On allait dans cet ordre se présenter devant les dieux de la première classe, diis majorum gentium, qu'on trouvait couchés sur des lits dressés exprès, et rehaussés de paquets ou gerbes de verveine, ou bien debout sur des estrades, d'où ils paraissaient respirer l'encens qu'on leur brulait, et accepter les victimes qu'on leur immolait. Toute cette cérémonie est exprimée dans Tite-Live par ces mots, ire supplicatum ad omnia pulvinaria.

Ces supplications s'ordonnaient pour deux raisons tout à fait opposées, pour le bien et pour le mal. Par exemple, un général d'armée qui avait remporté une victoire signalée, ne manquait pas d'envoyer au sénat des lettres ornées de feuilles de laurier, par lesquelles il lui rendait compte du succès de ses armes, et lui demandait qu'il voulut bien décerner en son nom des supplications en actions de grâce aux dieux ; et le decret du sénat était souvent une assurance du triomphe pour le vainqueur, triumphi praerogativa.

On ne doit pas s'étonner du grand nombre de jours que duraient ces fêtes, surtout vers la fin de la république. Le sénat en ordonna quinze au nom de Jules-César pour les victoires qu'il avait remportées sur les Gaulois ; et ce qui n'avait encore été fait pour personne, il en ordonna cinquante en faveur de D. Brutus, qui avait vaincu Marc-Antoine, dont l'ambition devenait aussi pernicieuse à la république que l'avait été celle de Jules-César.

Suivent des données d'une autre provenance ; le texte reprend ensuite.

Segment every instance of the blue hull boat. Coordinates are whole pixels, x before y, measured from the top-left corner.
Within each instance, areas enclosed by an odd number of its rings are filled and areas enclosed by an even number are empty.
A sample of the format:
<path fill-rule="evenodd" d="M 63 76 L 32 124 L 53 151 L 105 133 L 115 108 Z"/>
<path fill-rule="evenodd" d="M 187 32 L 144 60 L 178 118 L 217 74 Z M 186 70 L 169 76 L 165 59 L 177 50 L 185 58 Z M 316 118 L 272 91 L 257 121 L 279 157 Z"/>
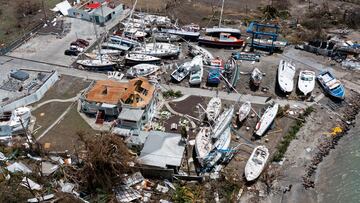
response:
<path fill-rule="evenodd" d="M 330 71 L 321 72 L 317 80 L 327 94 L 340 100 L 345 99 L 344 85 Z"/>
<path fill-rule="evenodd" d="M 210 68 L 207 83 L 211 85 L 218 85 L 220 83 L 220 68 Z"/>

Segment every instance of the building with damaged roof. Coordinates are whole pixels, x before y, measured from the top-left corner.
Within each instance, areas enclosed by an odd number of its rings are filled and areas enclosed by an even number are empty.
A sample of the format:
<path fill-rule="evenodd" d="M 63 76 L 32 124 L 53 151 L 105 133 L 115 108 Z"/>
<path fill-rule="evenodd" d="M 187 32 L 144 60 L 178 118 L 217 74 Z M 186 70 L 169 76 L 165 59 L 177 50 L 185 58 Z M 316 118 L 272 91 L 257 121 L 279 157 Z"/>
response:
<path fill-rule="evenodd" d="M 157 91 L 146 78 L 127 83 L 112 80 L 96 81 L 80 98 L 81 111 L 97 117 L 117 118 L 120 128 L 140 129 L 152 118 Z"/>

Cicéron en fit ordonner autant au nom de C. Octavien, d'Hirtius et de Pansa, comme il le dit dans la philippique xiv. mais environ vingt ans auparavant il avait eu le plaisir de voir décerner des supplications en son nom, pour autant de jours qu'on en eut jamais accordé aux plus grands capitaines, et cela pour avoir étouffé la conjuration de Catilina, et remis le calme dans toute l'étendue de l'empire romain. L'orateur consul ne manqua pas de faire valoir cette distinction, en exhortant tout le peuple à célebrer ces fêtes avec toute la joie qu'on est capable de goûter, lorsqu'on connait la grandeur du péril qu'on a couru, et le miracle par lequel on a été préservé.

L'autre occasion de faire des supplications n'était pas si fréquente ; mais comme l'on est plus sensible au mal qu'au bien, quand il était question de parer les traits de la colere céleste, on redoublait son zèle, on n'épargnait ni peine, ni dépense ; les prières, les vœux, les sacrifices, les spectacles mêmes, pour lesquels on s'imaginait que les dieux ne devaient pas avoir moins de sensibilité que les hommes, tout était mis en usage. (D.J.)